As a coastal province, the residents of Ilocos Sur during the Spanish colonial period had to make efforts to protect the city from pirates and other possible invaders hailing from the sea. The Spaniards often resorted to dedicated structures in critical positions across the province that would not only alert them of the pirates’ presence, but also contain the necessary equipment to defend the area.
One of these structures is the Bateria Watchtower, also known as the Moro Watchtower, a white circular structure overlooking the coast of Barangay Bateria in the municipality of San Esteban. Known as the oldest landmark in the town, the Moro Watchtower now serves as a great opportunity for tourists to get a memorable view of the sea.
The first thing that stands out from Bateria Watchtower is its unique color and shape. The white stone makes it stand out among all other structures in the area, while the round shape was the design often used for coastal watchtowers around the country. It is one of very few watchtowers of its kind in the Philippines that is still intact today, giving visitors a rare view of how security was enforced in the town many centuries ago.

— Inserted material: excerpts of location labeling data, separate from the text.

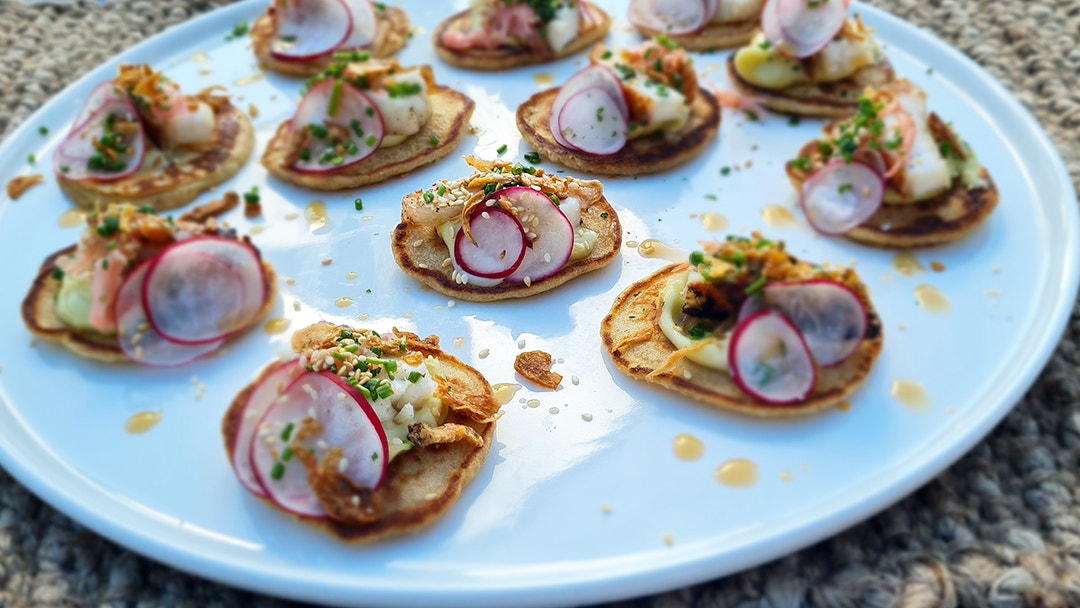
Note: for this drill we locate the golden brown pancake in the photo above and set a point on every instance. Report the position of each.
(649, 153)
(639, 349)
(421, 483)
(826, 99)
(174, 178)
(508, 57)
(393, 34)
(421, 253)
(39, 313)
(937, 220)
(447, 124)
(713, 36)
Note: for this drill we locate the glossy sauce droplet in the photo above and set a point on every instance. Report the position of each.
(143, 421)
(912, 395)
(275, 326)
(907, 264)
(653, 248)
(72, 218)
(688, 447)
(777, 216)
(737, 473)
(504, 392)
(932, 299)
(543, 79)
(714, 221)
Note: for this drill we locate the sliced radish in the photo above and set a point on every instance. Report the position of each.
(348, 422)
(258, 401)
(499, 246)
(364, 24)
(102, 94)
(307, 29)
(138, 339)
(671, 16)
(549, 230)
(72, 159)
(769, 359)
(828, 314)
(594, 76)
(840, 196)
(808, 26)
(355, 117)
(204, 289)
(592, 122)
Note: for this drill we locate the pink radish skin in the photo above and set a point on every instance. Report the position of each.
(769, 360)
(499, 247)
(550, 231)
(146, 346)
(674, 17)
(204, 289)
(353, 105)
(318, 28)
(75, 152)
(840, 196)
(258, 401)
(594, 76)
(827, 313)
(808, 29)
(363, 22)
(591, 122)
(348, 422)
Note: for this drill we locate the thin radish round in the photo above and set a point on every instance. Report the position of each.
(98, 97)
(840, 196)
(364, 24)
(548, 229)
(204, 289)
(808, 26)
(591, 122)
(674, 17)
(499, 245)
(308, 29)
(594, 76)
(78, 158)
(828, 314)
(769, 359)
(138, 340)
(258, 401)
(347, 421)
(337, 117)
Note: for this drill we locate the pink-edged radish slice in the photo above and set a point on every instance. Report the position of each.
(808, 26)
(592, 77)
(353, 112)
(674, 17)
(73, 158)
(828, 314)
(499, 246)
(769, 359)
(591, 122)
(348, 422)
(840, 196)
(204, 289)
(308, 29)
(98, 97)
(364, 24)
(548, 229)
(138, 340)
(258, 401)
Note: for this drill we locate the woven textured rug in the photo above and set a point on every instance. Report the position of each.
(1000, 528)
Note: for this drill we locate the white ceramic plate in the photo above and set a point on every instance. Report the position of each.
(565, 510)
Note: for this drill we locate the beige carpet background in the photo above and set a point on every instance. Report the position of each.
(1000, 528)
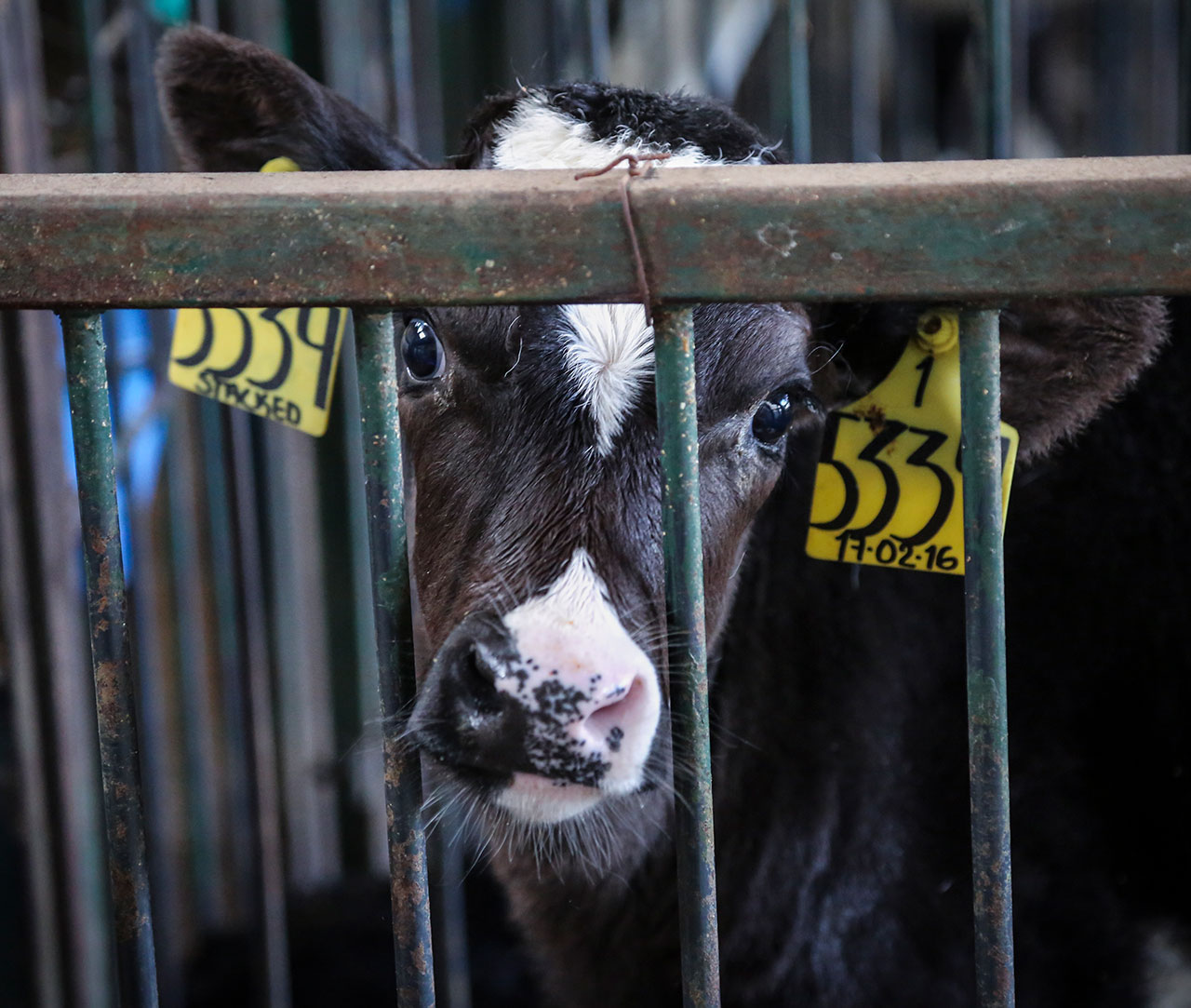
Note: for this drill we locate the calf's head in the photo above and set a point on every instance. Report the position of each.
(531, 441)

Once inside, you’ll notice that there are several small windows that give a glimpse of the outside, another staple from watchtowers of the period. You wouldn’t want to miss taking that glimpse—it offers several picturesque views of the sea. And unlike its previous inhabitants, you won’t have to worry about any pirates obstructing your view!
The Bateria Watchtower is located in Barangay Bateria in the municipality of San Esteban. If you’re coming from Vigan, it will take you around an hour of land travel to reach the municipality.